Bankruptcy of Member--California LLC

Question: We have an LLC in California with 4 equal members. Two members are going through Ch.13 bankruptcy. Our operating agreement states that the LLC shall be dissolved by bankruptcy of a member. It also states that if at least two members remain they can vote to continue the company within 90 days. If the two remaining members vote to continue the company does that mean the two members in bankruptcy only have an economic interest in the company? Does just filing for bankruptcy dissolve the LLC or does the court need to take their ownership in order for the LLC to be dissolved?
Answer: The bankruptcy of a member is not an event of dissolution under the California LLC Act, see Cali. Corp. Code § 17350, et alia. Thus, unless your LLC operating agreement clearly states that the company is to be dissolved due to the events described above, there is no dissolution. It comes down to interpretation of the LLC operating agreement. More importantly, I believe the burden will be on those members wishing the LLC to be dissolved to show that events have occurred that require dissolution of the LLC under the operating agreement. Those members wishing dissolution will have to file a petition with the court claiming an event of dissolution has occurred under the operating agreement per Section 17350.(a).

Your ultimate questions seems to be what happens to the interests of the members who declared bankruptcy if the company is able to continue. The LLC Acts of most states explicitly provides that status as an LLC member ends upon the filing of bankruptcy petition and, thereafter, the member (or his bankruptcy estate) is merely a holder of an economic interest. For example, see Del. LLC Code § 18-304. Events of bankruptcy. I could not find a section in the California LLC Act specifically addressing bankruptcy of a member such as the linked section from the Delaware Act; however, there are several provisions in the California Act regarding assigned of LLC members interests that I think essentially get one to the same place.
Cal. Corp. Code. § 17300. A membership interest and an economic interest in a limited liability company constitute personal property of the member or assignee. A member or assignee has no interest in specific limited liability company property.

Cal. Corp. Code. § 17302. (a) On application by a judgment creditor of a member or of a member's assignee, a court having jurisdiction may charge the assignable membership interest of the judgment debtor to satisfy the judgment.

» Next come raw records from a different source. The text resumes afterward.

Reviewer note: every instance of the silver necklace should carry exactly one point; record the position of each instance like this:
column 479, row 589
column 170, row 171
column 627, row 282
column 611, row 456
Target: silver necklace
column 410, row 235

The court may appoint a receiver of the share of the distributions due or to become due to the judgment debtor in respect to the limited liability company and may make all other orders, directions, accounts, and inquiries that the judgment debtor might have made or that the circumstances of the case may require.

Cal. Corp. Code. § 17303. (a) Except as otherwise provided in the articles of organization or the operating agreement, an assignee of an interest in a limited liability company may become a member only if a majority in interest of the other members vote in favor of the assignee's admission to the limited liability company as a member.
These are default provisions of the California LLC Act for the situation where a creditor takes possession through assignment of a member's interest in the company. They apply when the operating agreement is silent on the issue. If your operating agreement states that a member becomes an economic interest holder upon filing bankruptcy, then it controls over the Cali. LLC Act. Under the California LLC Act, it looks like the bankruptcy estate of the members who declared bankruptcy are essentially assignees of the member-debtor and, thus, only entitled to a charging order and, further, are not entitled to become members of the LLC.

Please take the issue to a local bankruptcy attorney for a legal opinion on this issue.